A surprisingly succint explanation. I'm extremely relieved that she has no recollection when it comes to my enthralling of her - it's not something I have any intention of doing again, except maybe on Pop. I wouldn't mind if what was left of Pop's mind was focused on obeying me, although the substantial amounts of liquor he consumes might make the process significantly more difficult.

That aside... "It sounds like you have a mana pool. Is it filling back up?"

She turns her attention inward once more, and then frowns deeply. "No. Should it?"

That's extremely interesting. I was aware that humans had a more limited ability to purify and condense mana as opposed to dungeons, but I hadn't thought that they would outright be unable to regenerate it. Or is it because I gave her magic, as opposed to being born with it? Is it because of this world’s miniscule amount of ambient mana? Almost as a second thought, I give her a decent portion of my own mana reserves to her heart, avoiding her head. Squealing in excitement,she starts summoning fire again.

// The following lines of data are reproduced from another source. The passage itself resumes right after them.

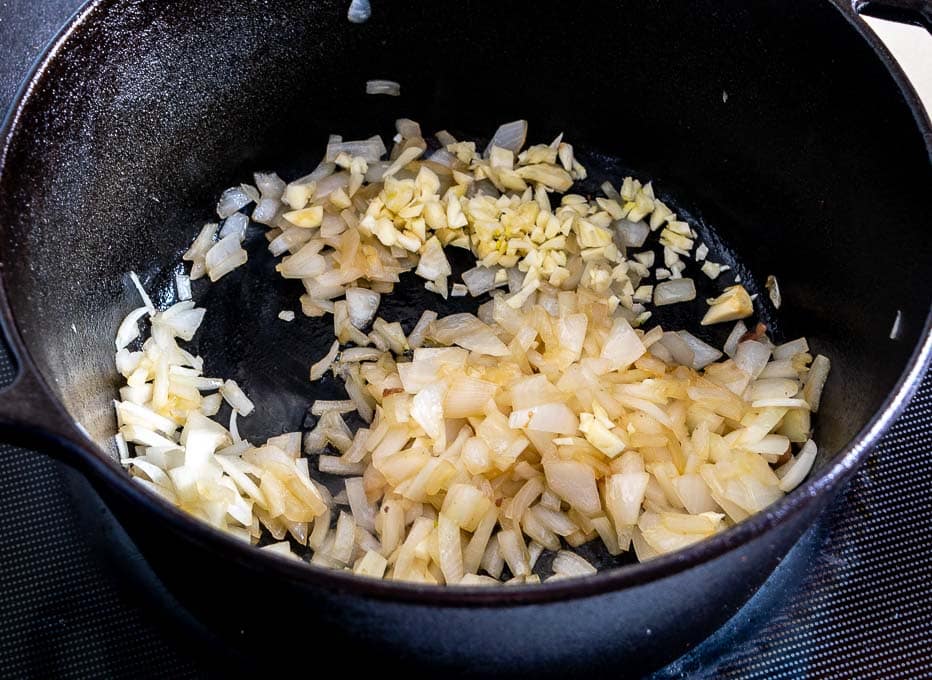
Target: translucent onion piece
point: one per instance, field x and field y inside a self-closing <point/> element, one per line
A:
<point x="389" y="87"/>
<point x="671" y="292"/>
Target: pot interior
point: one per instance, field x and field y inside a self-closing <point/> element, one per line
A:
<point x="772" y="126"/>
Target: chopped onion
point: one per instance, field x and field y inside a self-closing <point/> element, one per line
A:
<point x="671" y="292"/>
<point x="183" y="286"/>
<point x="371" y="149"/>
<point x="361" y="304"/>
<point x="751" y="357"/>
<point x="236" y="398"/>
<point x="129" y="327"/>
<point x="235" y="224"/>
<point x="632" y="234"/>
<point x="567" y="563"/>
<point x="468" y="332"/>
<point x="731" y="344"/>
<point x="389" y="87"/>
<point x="510" y="136"/>
<point x="319" y="368"/>
<point x="231" y="201"/>
<point x="703" y="353"/>
<point x="270" y="185"/>
<point x="555" y="418"/>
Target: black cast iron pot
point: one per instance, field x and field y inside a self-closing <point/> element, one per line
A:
<point x="782" y="129"/>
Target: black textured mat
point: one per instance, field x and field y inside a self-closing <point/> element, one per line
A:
<point x="77" y="601"/>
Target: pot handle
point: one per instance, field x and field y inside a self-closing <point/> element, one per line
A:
<point x="916" y="12"/>
<point x="29" y="415"/>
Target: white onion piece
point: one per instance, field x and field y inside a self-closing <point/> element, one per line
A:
<point x="704" y="354"/>
<point x="228" y="265"/>
<point x="622" y="346"/>
<point x="331" y="183"/>
<point x="773" y="388"/>
<point x="236" y="398"/>
<point x="679" y="349"/>
<point x="270" y="185"/>
<point x="480" y="280"/>
<point x="672" y="292"/>
<point x="632" y="234"/>
<point x="359" y="11"/>
<point x="358" y="354"/>
<point x="509" y="136"/>
<point x="363" y="511"/>
<point x="183" y="286"/>
<point x="266" y="211"/>
<point x="468" y="332"/>
<point x="751" y="357"/>
<point x="222" y="250"/>
<point x="231" y="201"/>
<point x="319" y="368"/>
<point x="468" y="397"/>
<point x="371" y="149"/>
<point x="433" y="263"/>
<point x="570" y="564"/>
<point x="575" y="483"/>
<point x="389" y="87"/>
<point x="408" y="129"/>
<point x="427" y="409"/>
<point x="556" y="418"/>
<point x="129" y="327"/>
<point x="731" y="344"/>
<point x="362" y="305"/>
<point x="780" y="403"/>
<point x="235" y="224"/>
<point x="406" y="156"/>
<point x="794" y="475"/>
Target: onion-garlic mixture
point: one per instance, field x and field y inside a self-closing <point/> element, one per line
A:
<point x="554" y="416"/>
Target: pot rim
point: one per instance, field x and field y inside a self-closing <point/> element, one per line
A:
<point x="98" y="464"/>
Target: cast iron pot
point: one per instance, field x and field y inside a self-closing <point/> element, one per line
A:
<point x="784" y="130"/>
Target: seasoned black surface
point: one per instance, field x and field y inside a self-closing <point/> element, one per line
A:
<point x="70" y="607"/>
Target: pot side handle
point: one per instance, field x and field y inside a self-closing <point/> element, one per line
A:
<point x="29" y="415"/>
<point x="916" y="12"/>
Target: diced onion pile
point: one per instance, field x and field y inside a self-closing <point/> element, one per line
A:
<point x="548" y="420"/>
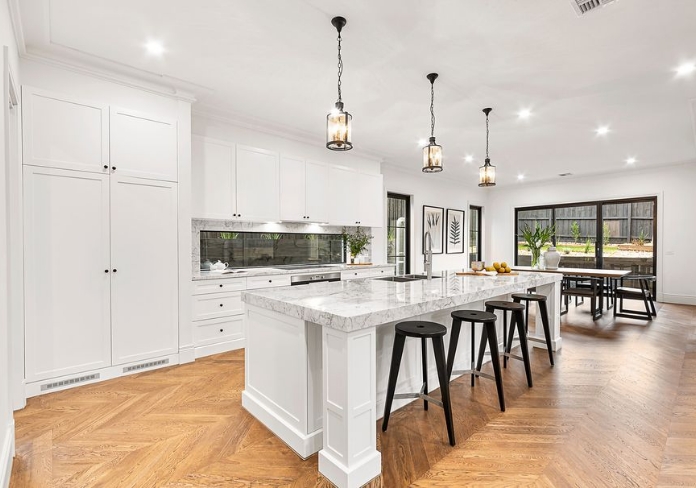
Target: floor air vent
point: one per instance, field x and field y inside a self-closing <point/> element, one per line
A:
<point x="71" y="381"/>
<point x="151" y="364"/>
<point x="584" y="6"/>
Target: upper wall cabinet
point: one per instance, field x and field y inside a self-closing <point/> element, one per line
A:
<point x="213" y="180"/>
<point x="143" y="146"/>
<point x="64" y="133"/>
<point x="303" y="190"/>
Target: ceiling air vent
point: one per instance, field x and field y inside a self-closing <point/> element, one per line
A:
<point x="584" y="6"/>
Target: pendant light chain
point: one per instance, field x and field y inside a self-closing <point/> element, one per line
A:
<point x="432" y="109"/>
<point x="340" y="66"/>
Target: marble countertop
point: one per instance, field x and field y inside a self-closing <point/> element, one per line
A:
<point x="358" y="304"/>
<point x="215" y="275"/>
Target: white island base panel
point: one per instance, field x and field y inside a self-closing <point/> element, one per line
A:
<point x="323" y="389"/>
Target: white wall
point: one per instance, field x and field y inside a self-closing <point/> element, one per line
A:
<point x="6" y="421"/>
<point x="228" y="131"/>
<point x="436" y="191"/>
<point x="674" y="187"/>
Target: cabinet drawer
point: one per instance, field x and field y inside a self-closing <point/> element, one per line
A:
<point x="215" y="305"/>
<point x="355" y="274"/>
<point x="254" y="282"/>
<point x="218" y="330"/>
<point x="219" y="286"/>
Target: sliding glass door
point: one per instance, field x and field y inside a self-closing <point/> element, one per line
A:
<point x="614" y="234"/>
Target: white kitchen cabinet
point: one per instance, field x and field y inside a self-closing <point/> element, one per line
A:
<point x="257" y="181"/>
<point x="143" y="146"/>
<point x="357" y="199"/>
<point x="66" y="272"/>
<point x="304" y="190"/>
<point x="213" y="179"/>
<point x="64" y="132"/>
<point x="144" y="283"/>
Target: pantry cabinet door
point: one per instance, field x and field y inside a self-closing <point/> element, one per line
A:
<point x="64" y="132"/>
<point x="66" y="272"/>
<point x="144" y="281"/>
<point x="143" y="145"/>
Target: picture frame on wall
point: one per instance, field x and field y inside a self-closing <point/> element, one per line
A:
<point x="434" y="222"/>
<point x="455" y="231"/>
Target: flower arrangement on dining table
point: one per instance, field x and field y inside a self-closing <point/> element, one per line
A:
<point x="536" y="239"/>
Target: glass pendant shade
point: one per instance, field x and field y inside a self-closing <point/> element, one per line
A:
<point x="487" y="174"/>
<point x="338" y="129"/>
<point x="432" y="157"/>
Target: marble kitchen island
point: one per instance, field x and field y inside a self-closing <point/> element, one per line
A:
<point x="317" y="357"/>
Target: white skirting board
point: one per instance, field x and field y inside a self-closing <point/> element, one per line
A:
<point x="6" y="455"/>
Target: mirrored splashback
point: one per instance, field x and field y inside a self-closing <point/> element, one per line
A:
<point x="251" y="249"/>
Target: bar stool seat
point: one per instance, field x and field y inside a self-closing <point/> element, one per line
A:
<point x="543" y="311"/>
<point x="517" y="318"/>
<point x="488" y="332"/>
<point x="423" y="330"/>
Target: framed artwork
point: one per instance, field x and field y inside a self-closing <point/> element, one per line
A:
<point x="433" y="222"/>
<point x="455" y="231"/>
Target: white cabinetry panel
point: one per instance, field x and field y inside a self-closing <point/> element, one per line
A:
<point x="61" y="132"/>
<point x="66" y="272"/>
<point x="258" y="192"/>
<point x="292" y="189"/>
<point x="213" y="180"/>
<point x="143" y="146"/>
<point x="144" y="286"/>
<point x="317" y="192"/>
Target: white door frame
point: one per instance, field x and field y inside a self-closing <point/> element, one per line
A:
<point x="15" y="245"/>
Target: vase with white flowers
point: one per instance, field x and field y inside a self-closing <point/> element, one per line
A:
<point x="536" y="239"/>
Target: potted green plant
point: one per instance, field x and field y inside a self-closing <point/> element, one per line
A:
<point x="536" y="239"/>
<point x="355" y="242"/>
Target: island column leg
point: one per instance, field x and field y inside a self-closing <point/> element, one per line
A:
<point x="349" y="457"/>
<point x="553" y="305"/>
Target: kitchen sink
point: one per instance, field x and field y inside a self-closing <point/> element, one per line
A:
<point x="405" y="278"/>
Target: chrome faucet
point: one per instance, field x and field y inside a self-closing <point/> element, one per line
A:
<point x="428" y="256"/>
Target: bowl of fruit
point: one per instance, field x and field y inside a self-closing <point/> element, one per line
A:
<point x="501" y="268"/>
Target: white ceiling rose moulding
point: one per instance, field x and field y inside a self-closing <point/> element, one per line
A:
<point x="104" y="69"/>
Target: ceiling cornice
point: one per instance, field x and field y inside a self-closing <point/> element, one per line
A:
<point x="260" y="125"/>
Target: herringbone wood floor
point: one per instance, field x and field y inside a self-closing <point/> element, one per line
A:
<point x="618" y="409"/>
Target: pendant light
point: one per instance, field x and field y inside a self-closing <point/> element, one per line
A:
<point x="432" y="153"/>
<point x="487" y="171"/>
<point x="338" y="122"/>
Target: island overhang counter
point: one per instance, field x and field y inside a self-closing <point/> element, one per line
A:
<point x="317" y="357"/>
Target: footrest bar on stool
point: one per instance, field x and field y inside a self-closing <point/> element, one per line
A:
<point x="475" y="373"/>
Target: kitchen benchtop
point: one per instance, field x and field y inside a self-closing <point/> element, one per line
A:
<point x="358" y="304"/>
<point x="268" y="271"/>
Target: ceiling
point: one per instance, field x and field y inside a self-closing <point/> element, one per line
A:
<point x="274" y="62"/>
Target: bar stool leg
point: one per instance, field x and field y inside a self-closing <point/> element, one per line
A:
<point x="547" y="330"/>
<point x="454" y="340"/>
<point x="518" y="318"/>
<point x="397" y="352"/>
<point x="489" y="331"/>
<point x="440" y="361"/>
<point x="424" y="355"/>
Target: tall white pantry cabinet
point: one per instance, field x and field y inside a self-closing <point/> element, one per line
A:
<point x="100" y="237"/>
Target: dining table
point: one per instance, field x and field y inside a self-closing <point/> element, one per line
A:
<point x="610" y="276"/>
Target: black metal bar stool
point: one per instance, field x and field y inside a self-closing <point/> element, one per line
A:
<point x="423" y="330"/>
<point x="517" y="318"/>
<point x="488" y="332"/>
<point x="543" y="311"/>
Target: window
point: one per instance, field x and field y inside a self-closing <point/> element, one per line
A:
<point x="475" y="253"/>
<point x="398" y="232"/>
<point x="611" y="234"/>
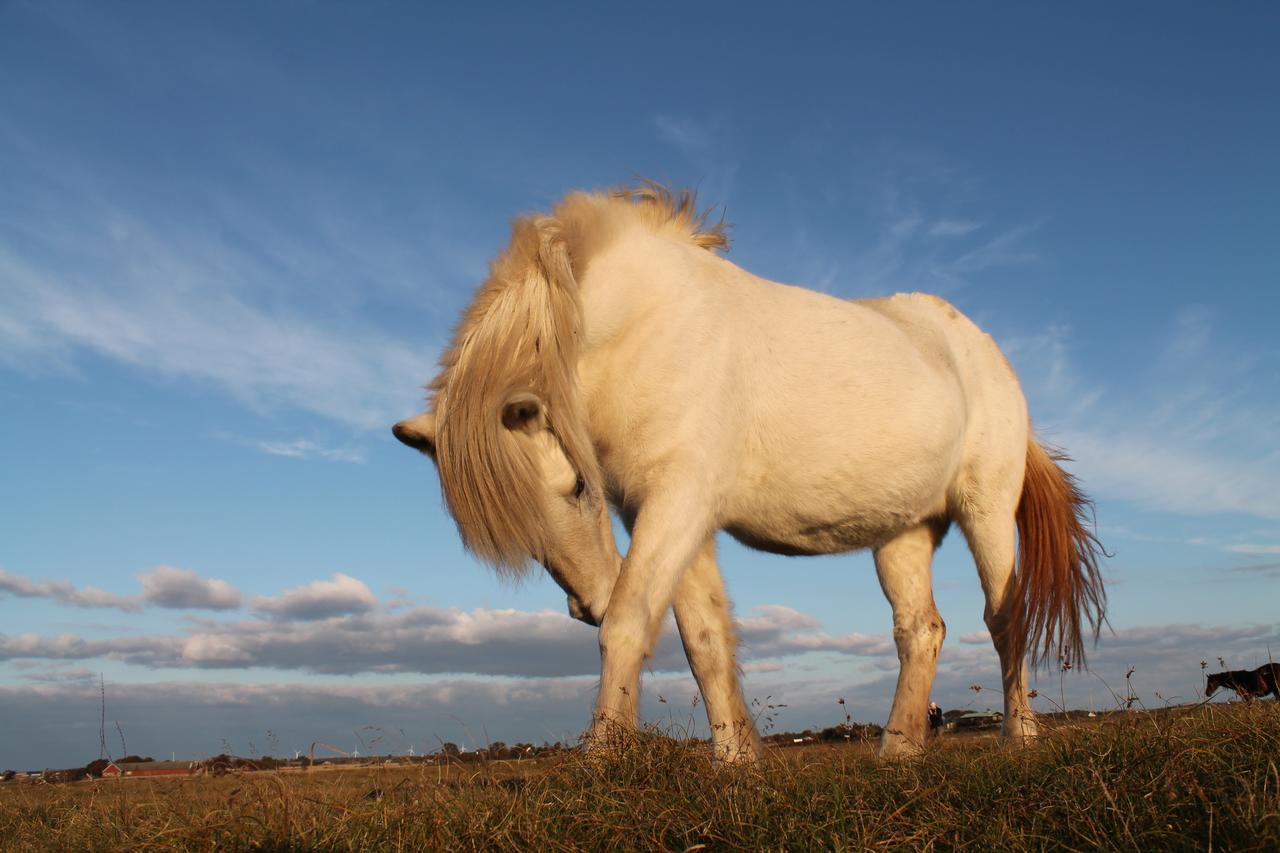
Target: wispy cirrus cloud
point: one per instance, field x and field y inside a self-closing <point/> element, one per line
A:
<point x="1193" y="437"/>
<point x="161" y="587"/>
<point x="1252" y="548"/>
<point x="216" y="292"/>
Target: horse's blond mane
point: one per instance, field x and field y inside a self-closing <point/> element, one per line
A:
<point x="521" y="334"/>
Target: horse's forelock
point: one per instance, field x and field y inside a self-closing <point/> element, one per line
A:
<point x="520" y="334"/>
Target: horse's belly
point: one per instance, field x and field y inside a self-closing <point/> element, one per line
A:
<point x="851" y="534"/>
<point x="830" y="529"/>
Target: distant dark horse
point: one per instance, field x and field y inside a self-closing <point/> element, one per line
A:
<point x="1247" y="683"/>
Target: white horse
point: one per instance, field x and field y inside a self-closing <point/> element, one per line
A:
<point x="613" y="357"/>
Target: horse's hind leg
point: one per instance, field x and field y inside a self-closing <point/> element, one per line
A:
<point x="992" y="542"/>
<point x="707" y="630"/>
<point x="904" y="569"/>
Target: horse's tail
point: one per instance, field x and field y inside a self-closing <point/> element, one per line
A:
<point x="1057" y="584"/>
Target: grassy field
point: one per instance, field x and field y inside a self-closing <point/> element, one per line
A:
<point x="1182" y="779"/>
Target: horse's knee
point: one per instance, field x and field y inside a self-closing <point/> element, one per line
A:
<point x="922" y="634"/>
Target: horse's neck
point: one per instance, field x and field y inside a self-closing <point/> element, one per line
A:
<point x="639" y="279"/>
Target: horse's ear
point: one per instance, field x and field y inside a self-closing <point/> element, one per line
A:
<point x="417" y="433"/>
<point x="524" y="411"/>
<point x="553" y="251"/>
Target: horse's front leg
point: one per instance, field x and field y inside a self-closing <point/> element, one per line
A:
<point x="667" y="536"/>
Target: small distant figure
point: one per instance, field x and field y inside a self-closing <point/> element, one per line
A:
<point x="1247" y="683"/>
<point x="935" y="719"/>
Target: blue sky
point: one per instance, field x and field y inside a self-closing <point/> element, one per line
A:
<point x="234" y="237"/>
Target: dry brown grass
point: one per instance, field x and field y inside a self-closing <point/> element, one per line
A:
<point x="1196" y="779"/>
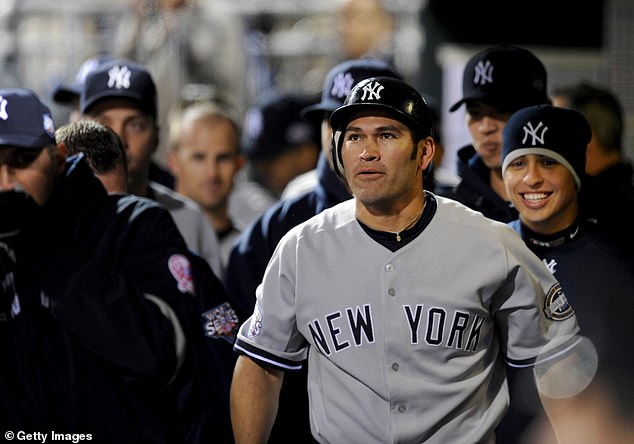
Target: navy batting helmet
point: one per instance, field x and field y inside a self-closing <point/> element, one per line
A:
<point x="385" y="96"/>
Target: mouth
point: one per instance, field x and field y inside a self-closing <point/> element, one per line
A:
<point x="535" y="197"/>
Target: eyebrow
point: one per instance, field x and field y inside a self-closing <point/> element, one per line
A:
<point x="379" y="129"/>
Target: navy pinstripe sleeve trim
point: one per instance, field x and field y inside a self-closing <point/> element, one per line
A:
<point x="555" y="354"/>
<point x="265" y="358"/>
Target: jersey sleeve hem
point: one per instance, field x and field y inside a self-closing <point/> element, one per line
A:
<point x="265" y="358"/>
<point x="552" y="354"/>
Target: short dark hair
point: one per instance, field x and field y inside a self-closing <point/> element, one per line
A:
<point x="102" y="147"/>
<point x="601" y="108"/>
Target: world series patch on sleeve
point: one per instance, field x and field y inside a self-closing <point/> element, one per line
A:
<point x="221" y="322"/>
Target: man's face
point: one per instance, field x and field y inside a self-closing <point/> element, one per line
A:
<point x="32" y="169"/>
<point x="381" y="164"/>
<point x="485" y="124"/>
<point x="543" y="191"/>
<point x="206" y="162"/>
<point x="137" y="130"/>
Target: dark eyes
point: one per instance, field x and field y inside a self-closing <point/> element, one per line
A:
<point x="19" y="158"/>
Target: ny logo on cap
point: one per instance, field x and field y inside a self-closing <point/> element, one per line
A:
<point x="532" y="132"/>
<point x="3" y="108"/>
<point x="119" y="77"/>
<point x="372" y="91"/>
<point x="483" y="73"/>
<point x="342" y="85"/>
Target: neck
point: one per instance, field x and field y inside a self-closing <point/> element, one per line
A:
<point x="138" y="185"/>
<point x="497" y="183"/>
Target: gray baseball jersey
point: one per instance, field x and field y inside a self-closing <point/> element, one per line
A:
<point x="405" y="346"/>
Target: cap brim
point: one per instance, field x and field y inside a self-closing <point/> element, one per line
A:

I'm still thinking about mana regeneration. Of course I know how to generate mana - it's literally the first thing a dungeon learns how to do. It's not a simple process, but it's made easy with time and habit. Drawing the excess energy from all actions performed by everything, whether that be the marginal energy from a faint breeze or the enormous input from the decomposition of an adventurer, is something all dungeons do with shocking efficiency.

Leading me to an interesting conclusion: that if l am indeed the only dungeon human - a dungeon child, technically - in this world... then I am a walking, breathing source of magic.

For most, I imagine it would be worrying. For me, not so much. Even as a dungeon, my upper floors were visited frequently by citizens of the world above. I even improved those floors for their visitation - the more foreign creatures in my dungeon, the more mana generated and the more power I gained. It was the extraordinarily powerful adventurers that were difficult. Emptied treasure troves, slain defenders, small artworks and destroyed architecture - the list of things that had to be repaired and replaced after their invasions was endless. It was always worth it, of course - the many lures I had to make in order to draw in adventurers were worth their weight ten times over. Expansion is always the innate, instinctual drive of a dungeon, and I'm confident I was one of the very biggest.

Charlie pokes my shoulder, and I'm yanked out of my memories abruptly. "What is it?"

She holds both her hands up. Minute streaks of lightning begin to crackle between her fingers, really nothing more than static electricity feeding back into itself in a loop. It'd use up all of her mana in one go if she used it on something, so it's not especially practical. It's impressive regardless. "I can make lightning now."

I sigh inwardly. This was, indeed, a terrible idea, if not an informative one.